I woke up shortly thereafter, and Roger told me - without a lot of panic, almost puzzled - that his vision seemed to be losing light and detail. I called Dell Steadman and made an emergency appointment, and I remember driving down the freeway, grilling Rog about what he could see. It seemed to be less and less by the minute. He could barely sere the cars going by in the adjacent lanes. Twenty minutes later we were in Dell’s office, and with all the urgent haste to get there we didn’t really stop to reconnoitre till we were sitting in the examining room. I asked the same question - what could he see? - and now Roger was getting more upset the more his vision darkened. I picked up the phone to call Jaimee, and by the time she answered the phone in Chicago he was blind. Total blackness, in just two hours.
He didn’t cry out, not then. He was too staggered to howl like Lear, and all I remember is a whimpered "Oh," repeated over and over. Then Dell came in and examined the eye and said as calmly as he could that indeed the retina had detached. As the two of us chocked on nothingness, he put in a swift call to Krieger, and they talked about scheduling an immediate reattachment. Dell had nineteen other patients waiting, and there was nothing else he could do. He said he was sorry and left, looking helpless. We sat there stunned, clinging to each other’s hands. I think I tried to pull out of it and focus on the operation, but neither of us could think at all as we tottered forth from the suite, me leading my friend as he groped a hand in front of him. The nurses faces were tight with pain.

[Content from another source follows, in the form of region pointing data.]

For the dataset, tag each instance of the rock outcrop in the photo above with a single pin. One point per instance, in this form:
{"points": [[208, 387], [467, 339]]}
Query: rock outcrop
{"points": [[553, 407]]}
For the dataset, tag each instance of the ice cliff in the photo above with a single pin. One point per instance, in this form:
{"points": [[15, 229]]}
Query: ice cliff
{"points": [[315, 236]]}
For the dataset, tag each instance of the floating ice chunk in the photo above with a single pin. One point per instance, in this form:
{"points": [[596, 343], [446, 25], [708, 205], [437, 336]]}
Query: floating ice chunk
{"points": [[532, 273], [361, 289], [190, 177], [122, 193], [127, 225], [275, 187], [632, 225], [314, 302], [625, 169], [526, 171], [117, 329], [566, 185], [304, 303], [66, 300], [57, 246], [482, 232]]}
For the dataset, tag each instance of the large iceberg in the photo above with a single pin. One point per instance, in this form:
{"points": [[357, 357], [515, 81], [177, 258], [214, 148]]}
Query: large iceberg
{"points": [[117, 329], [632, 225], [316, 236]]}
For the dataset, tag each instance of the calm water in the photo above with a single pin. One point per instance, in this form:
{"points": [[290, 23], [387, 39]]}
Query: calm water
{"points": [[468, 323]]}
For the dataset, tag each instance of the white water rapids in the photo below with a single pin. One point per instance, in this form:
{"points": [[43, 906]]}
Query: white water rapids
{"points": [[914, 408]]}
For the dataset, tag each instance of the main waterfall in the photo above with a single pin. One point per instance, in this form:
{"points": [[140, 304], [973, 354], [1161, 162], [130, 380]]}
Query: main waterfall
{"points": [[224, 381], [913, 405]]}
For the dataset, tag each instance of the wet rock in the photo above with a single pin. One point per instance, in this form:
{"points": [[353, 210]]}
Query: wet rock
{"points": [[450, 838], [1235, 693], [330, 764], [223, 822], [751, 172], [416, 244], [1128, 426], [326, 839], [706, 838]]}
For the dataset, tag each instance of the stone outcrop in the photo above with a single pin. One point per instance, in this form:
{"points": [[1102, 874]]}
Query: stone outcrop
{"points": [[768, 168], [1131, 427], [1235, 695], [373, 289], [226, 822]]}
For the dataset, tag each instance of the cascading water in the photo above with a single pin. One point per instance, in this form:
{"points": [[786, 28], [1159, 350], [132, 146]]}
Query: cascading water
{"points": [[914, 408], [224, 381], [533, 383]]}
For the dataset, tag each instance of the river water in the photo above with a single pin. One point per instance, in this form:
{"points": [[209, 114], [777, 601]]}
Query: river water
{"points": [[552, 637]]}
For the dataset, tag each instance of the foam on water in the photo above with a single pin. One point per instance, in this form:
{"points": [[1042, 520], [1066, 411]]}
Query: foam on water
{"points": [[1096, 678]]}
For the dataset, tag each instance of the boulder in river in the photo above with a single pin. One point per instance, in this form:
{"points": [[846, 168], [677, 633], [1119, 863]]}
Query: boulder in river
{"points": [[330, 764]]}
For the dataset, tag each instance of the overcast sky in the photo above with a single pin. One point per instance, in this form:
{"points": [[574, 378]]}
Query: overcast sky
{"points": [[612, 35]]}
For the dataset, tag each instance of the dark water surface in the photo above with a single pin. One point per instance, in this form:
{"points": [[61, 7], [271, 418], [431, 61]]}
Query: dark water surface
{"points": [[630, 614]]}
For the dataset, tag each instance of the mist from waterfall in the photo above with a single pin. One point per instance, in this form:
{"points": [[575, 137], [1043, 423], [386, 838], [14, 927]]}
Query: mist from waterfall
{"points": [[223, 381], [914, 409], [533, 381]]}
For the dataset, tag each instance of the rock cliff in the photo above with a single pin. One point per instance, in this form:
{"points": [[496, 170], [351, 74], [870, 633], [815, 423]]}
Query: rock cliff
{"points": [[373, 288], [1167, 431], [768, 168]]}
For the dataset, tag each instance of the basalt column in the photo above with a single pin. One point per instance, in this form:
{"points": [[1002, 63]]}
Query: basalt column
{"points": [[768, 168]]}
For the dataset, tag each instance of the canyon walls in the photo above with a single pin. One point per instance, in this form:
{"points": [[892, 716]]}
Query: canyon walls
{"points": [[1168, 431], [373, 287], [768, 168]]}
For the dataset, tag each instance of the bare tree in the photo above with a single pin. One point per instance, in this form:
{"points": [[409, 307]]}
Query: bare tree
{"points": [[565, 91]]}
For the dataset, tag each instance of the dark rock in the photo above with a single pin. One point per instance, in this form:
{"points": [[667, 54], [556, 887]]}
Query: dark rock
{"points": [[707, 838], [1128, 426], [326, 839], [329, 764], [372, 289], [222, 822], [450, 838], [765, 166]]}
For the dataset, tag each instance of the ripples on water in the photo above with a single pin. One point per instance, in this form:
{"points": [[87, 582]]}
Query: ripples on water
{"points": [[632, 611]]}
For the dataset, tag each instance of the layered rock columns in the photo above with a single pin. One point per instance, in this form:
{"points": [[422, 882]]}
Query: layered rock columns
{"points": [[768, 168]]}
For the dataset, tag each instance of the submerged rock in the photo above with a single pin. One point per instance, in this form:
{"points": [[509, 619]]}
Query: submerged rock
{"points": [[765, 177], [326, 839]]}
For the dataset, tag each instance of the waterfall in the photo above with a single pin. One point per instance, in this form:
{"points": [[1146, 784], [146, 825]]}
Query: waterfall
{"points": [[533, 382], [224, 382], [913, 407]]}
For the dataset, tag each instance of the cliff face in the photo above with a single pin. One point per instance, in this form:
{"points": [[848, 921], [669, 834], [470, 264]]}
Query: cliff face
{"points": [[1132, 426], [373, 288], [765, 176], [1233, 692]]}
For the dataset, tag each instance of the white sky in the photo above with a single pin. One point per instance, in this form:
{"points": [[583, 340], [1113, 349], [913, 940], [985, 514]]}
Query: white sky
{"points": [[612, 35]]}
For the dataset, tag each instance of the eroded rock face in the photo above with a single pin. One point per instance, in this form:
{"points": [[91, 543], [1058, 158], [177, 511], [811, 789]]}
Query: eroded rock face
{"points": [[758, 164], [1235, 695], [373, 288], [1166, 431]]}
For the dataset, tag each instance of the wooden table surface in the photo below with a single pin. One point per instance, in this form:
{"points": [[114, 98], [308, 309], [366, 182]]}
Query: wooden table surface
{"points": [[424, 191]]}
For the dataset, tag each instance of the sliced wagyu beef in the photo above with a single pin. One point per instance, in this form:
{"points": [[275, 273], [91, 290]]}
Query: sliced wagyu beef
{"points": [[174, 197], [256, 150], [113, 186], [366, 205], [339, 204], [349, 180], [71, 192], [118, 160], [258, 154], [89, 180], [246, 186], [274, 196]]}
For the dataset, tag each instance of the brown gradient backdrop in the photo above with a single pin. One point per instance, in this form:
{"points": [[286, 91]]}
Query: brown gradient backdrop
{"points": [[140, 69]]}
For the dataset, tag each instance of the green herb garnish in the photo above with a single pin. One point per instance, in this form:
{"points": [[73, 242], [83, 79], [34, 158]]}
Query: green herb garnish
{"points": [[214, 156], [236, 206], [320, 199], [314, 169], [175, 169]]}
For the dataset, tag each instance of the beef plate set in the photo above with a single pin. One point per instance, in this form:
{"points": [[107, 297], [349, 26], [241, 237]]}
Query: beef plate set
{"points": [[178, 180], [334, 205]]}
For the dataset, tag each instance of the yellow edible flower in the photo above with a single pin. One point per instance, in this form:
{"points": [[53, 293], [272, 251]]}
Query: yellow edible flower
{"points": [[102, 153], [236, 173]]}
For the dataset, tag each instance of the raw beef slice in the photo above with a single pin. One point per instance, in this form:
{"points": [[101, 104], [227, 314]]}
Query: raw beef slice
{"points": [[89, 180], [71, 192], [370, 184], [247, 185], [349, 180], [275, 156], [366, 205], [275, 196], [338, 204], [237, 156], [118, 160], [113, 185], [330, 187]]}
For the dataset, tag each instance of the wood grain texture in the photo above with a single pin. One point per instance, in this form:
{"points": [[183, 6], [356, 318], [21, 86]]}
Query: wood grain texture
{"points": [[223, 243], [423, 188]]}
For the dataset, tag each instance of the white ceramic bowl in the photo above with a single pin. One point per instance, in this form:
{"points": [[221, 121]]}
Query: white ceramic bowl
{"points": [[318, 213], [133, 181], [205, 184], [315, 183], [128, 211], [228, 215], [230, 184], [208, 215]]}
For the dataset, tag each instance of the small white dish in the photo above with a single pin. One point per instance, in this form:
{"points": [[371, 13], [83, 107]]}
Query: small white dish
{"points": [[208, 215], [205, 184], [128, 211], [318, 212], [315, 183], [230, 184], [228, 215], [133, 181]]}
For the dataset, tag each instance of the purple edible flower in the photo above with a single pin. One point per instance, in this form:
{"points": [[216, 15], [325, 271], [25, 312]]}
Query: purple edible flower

I don’t know what we said to each other. I think we just numbly went forward - I had to hold him close and lead him down into the parking garage, then somehow get us home safe through the murderous Friday traffic. I made consoling noises, but they made no sense. When we got back to the house I settled him in the bedroom that two hours before he could still see. The nurse tried to make him comfortable, but still that frail and broken "Oh" was all he could say. I called people for him - his parents, mine, I don’t remember who - and at last he let the cry tear loose. "I’m blind," he wailed as he clutched the phone, again and again, to everyone we called.
None of the meaningless, unsolicited consolation that people have murmured since then - about the logic of things and desirelessness and higher powers - will ever mute a decibel of that wail of loss."